Itulah sekilas kondisi pendahulu kita yang berbahagia. Mereka para
Nabi, Shiddiqun, Syuhada dan Shalihun. Mereka telah menemukan jalan yang
lurus. Kebahagiaan itu mustahil didapatkan kecuali dengan iman dan amal
shalih. Tanpa keduanya kebahagia¬an yang diburu semakin menjauh.

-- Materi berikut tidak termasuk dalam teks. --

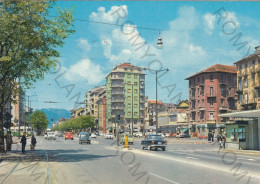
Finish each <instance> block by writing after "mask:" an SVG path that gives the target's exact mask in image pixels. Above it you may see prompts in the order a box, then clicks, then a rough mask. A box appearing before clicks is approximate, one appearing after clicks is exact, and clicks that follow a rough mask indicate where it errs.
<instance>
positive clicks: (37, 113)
mask: <svg viewBox="0 0 260 184" xmlns="http://www.w3.org/2000/svg"><path fill="white" fill-rule="evenodd" d="M27 123H28V124H29V126H31V127H32V128H35V129H36V130H37V133H38V134H40V132H42V131H43V130H45V129H46V128H47V127H48V124H49V121H48V119H47V117H46V115H45V113H44V112H42V111H35V112H33V113H32V114H31V117H30V122H27Z"/></svg>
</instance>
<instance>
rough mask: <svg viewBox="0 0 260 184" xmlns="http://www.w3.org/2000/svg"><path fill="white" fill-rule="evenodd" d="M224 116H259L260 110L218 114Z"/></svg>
mask: <svg viewBox="0 0 260 184" xmlns="http://www.w3.org/2000/svg"><path fill="white" fill-rule="evenodd" d="M219 116H220V117H226V118H260V110H248V111H238V112H233V113H225V114H221V115H219Z"/></svg>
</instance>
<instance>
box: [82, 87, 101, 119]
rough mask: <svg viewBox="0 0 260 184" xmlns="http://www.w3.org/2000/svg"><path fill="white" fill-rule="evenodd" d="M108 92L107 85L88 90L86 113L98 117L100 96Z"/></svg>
mask: <svg viewBox="0 0 260 184" xmlns="http://www.w3.org/2000/svg"><path fill="white" fill-rule="evenodd" d="M105 93H106V86H100V87H95V88H93V89H91V90H90V91H88V92H87V93H86V95H85V103H86V104H85V111H86V115H89V116H93V117H95V118H98V104H97V101H98V100H99V98H100V96H102V95H104V94H105Z"/></svg>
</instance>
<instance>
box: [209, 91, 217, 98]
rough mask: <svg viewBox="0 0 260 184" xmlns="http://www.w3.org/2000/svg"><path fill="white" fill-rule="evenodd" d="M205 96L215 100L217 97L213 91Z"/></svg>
mask: <svg viewBox="0 0 260 184" xmlns="http://www.w3.org/2000/svg"><path fill="white" fill-rule="evenodd" d="M206 94H207V98H216V97H217V93H216V92H215V91H213V92H209V93H206Z"/></svg>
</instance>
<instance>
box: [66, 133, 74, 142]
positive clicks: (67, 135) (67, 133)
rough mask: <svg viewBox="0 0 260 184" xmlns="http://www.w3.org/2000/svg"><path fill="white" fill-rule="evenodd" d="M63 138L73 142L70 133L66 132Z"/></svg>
mask: <svg viewBox="0 0 260 184" xmlns="http://www.w3.org/2000/svg"><path fill="white" fill-rule="evenodd" d="M64 137H65V140H67V139H71V140H73V138H74V136H73V133H72V132H66V133H65V135H64Z"/></svg>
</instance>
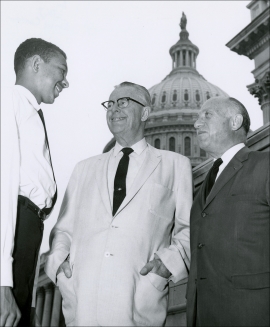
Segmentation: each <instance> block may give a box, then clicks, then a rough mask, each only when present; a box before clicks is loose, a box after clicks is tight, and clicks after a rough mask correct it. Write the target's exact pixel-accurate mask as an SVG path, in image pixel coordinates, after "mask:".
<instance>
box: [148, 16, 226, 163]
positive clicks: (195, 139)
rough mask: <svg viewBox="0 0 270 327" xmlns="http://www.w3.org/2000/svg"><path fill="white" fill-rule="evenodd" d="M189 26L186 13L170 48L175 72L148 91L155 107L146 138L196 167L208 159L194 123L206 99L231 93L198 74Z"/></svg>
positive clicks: (162, 80) (195, 45)
mask: <svg viewBox="0 0 270 327" xmlns="http://www.w3.org/2000/svg"><path fill="white" fill-rule="evenodd" d="M186 25H187V18H186V15H185V14H184V13H183V15H182V18H181V22H180V27H181V32H180V34H179V36H180V39H179V40H178V42H177V43H176V44H175V45H173V46H172V47H171V48H170V55H171V58H172V71H171V72H170V74H169V75H168V76H166V77H165V78H164V79H163V80H162V81H161V82H160V83H159V84H156V85H154V86H152V87H151V88H150V89H149V93H150V95H151V99H152V106H151V113H150V116H149V118H148V121H147V123H146V129H145V136H146V140H147V142H148V143H150V144H151V145H153V146H155V147H156V148H159V149H163V150H170V151H174V152H178V153H181V154H183V155H185V156H187V157H189V159H190V160H191V164H192V166H193V167H195V166H197V165H198V164H200V163H201V162H202V161H204V160H206V159H207V158H208V156H207V154H206V153H205V151H203V150H201V149H200V148H199V146H198V143H197V135H196V130H195V128H194V122H195V120H196V116H197V113H198V110H199V109H200V108H201V106H202V105H203V103H204V102H205V101H206V100H207V99H210V98H211V97H214V96H228V94H227V93H225V92H224V91H222V90H221V89H220V88H219V87H217V86H215V85H213V84H211V83H209V82H208V81H207V80H206V79H205V78H204V77H203V76H202V75H200V74H199V72H198V71H197V68H196V59H197V56H198V54H199V48H198V47H197V46H196V45H194V44H193V43H192V42H191V41H190V40H189V33H188V31H187V30H186Z"/></svg>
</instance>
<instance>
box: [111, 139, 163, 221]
mask: <svg viewBox="0 0 270 327" xmlns="http://www.w3.org/2000/svg"><path fill="white" fill-rule="evenodd" d="M148 148H149V149H148V153H147V154H146V157H145V159H144V162H143V164H142V166H141V168H140V170H139V172H138V174H137V175H136V177H135V180H134V182H133V183H132V185H131V188H130V190H129V192H128V194H127V195H126V197H125V199H124V201H123V202H122V203H121V206H120V207H119V209H118V210H117V212H116V214H115V216H116V215H117V214H118V213H119V212H120V211H122V210H123V209H124V207H125V206H126V205H127V204H128V203H129V202H130V201H131V200H132V199H133V198H134V196H135V195H136V194H137V193H138V191H139V190H140V188H141V187H142V186H143V185H144V183H145V182H146V181H147V179H148V178H149V176H150V175H151V174H152V173H153V171H154V170H155V168H156V167H157V165H158V164H159V163H160V160H161V154H160V151H158V150H157V149H155V148H153V147H152V146H151V145H149V144H148Z"/></svg>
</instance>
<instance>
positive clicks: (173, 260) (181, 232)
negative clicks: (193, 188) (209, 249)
mask: <svg viewBox="0 0 270 327" xmlns="http://www.w3.org/2000/svg"><path fill="white" fill-rule="evenodd" d="M176 178H177V185H178V187H177V190H176V192H175V193H176V194H175V196H176V200H175V201H176V210H175V226H174V231H173V235H172V241H171V245H170V246H169V248H163V249H161V250H159V251H157V252H156V254H157V255H158V256H159V257H160V259H161V260H162V262H163V263H164V265H165V266H166V267H167V269H169V271H170V272H171V273H172V276H171V277H170V280H172V281H173V282H174V283H177V282H178V281H179V280H182V279H184V278H186V277H187V276H188V272H189V267H190V230H189V225H190V224H189V221H190V209H191V205H192V201H193V179H192V168H191V164H190V160H189V159H188V158H185V157H184V158H183V157H182V158H181V161H180V163H179V165H178V174H177V177H176Z"/></svg>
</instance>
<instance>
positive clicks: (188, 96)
mask: <svg viewBox="0 0 270 327" xmlns="http://www.w3.org/2000/svg"><path fill="white" fill-rule="evenodd" d="M188 99H189V96H188V90H185V93H184V100H185V101H188Z"/></svg>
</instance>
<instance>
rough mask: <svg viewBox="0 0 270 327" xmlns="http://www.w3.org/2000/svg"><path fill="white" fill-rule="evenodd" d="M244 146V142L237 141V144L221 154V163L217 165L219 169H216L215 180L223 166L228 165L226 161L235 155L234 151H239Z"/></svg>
mask: <svg viewBox="0 0 270 327" xmlns="http://www.w3.org/2000/svg"><path fill="white" fill-rule="evenodd" d="M244 146H245V144H244V143H239V144H236V145H234V146H233V147H231V148H230V149H229V150H227V151H226V152H224V153H223V155H222V156H221V159H222V161H223V163H222V164H221V165H220V166H219V170H218V174H217V177H216V180H217V178H218V177H219V175H220V174H221V173H222V171H223V170H224V169H225V167H226V166H227V165H228V163H229V162H230V161H231V160H232V158H233V157H234V156H235V155H236V153H237V152H238V151H240V150H241V149H242V148H243V147H244Z"/></svg>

Ketika Harun ar-Rasyid memangku kekhalifahan yang diwarisinya dari
bapaknya, ia mengalokasikan harta yang sangat banyak untuk membangun
sebuah istana di tepi sungai Dazlah. Sungai itu dialirkan dari sebelah
utara istana dan keluar dari sebelah selatan. Ia membangun taman yang
luar biasa dan menonjok ke sungai. Ia lalu membuat tirai-tirai dan
tempat berkumpul orang-orang.
Setelah pembangunan selesai, orang-orang berkerumun mendatanginya
untuk memberi ucapan selamat kepadanya. Salah seorang di antara yang
datang adalah Abu al-‘Athiyah. Ia berdiri di hadapan Harun ar-Rasyid dan
berkata. Perkataan kali ketiga yang berbunyi:
Apabila jiwa telah berkumur
Dengan napas sekaratul maut (mabuk kematian) di dalam dada
Di sana Anda mengetahui dengan haqqul yaqin
Tidaklah Anda kecuali dalam (keadaan) tertipu
Dengan napas sekaratul maut (mabuk kematian) di dalam dada
Di sana Anda mengetahui dengan haqqul yaqin
Tidaklah Anda kecuali dalam (keadaan) tertipu
Maka, Harun menangis sampai terjatuh ke tanah. Ia kemudian
memerintahkan tirai-tirai itu dihancurkan, pintu-pintu digembok, dan ia
kembali menempati istana yang lama. Tidak mencapai sebulan kemudian, ia
meninggal dunia.
Abdul Malik ibn Marwan yang menguasai dunia Islam, dari timur dan
barat. Namun, ketika sakarat, ia turun dari ranjang kerajaannya yang
telah dikuasai orang lain. Setelah lengser dari kekuasaannya ia
mendengar tukang cuci di samping istana tampaknya diselimuti
kebahagiaan. Padahal, ia tidak memiliki kekuasaan, kesibukan dan
permasalahan. Ia bernyanyi sambil mencuci pakaian. Abdul Malik berkata,
“Sekiranya aku tukang cuci, dan tidak mengenal kekhalifahan, seandainya
aku tidak pernah men¬jabat sebagai raja.” Ia kemudian meninggal.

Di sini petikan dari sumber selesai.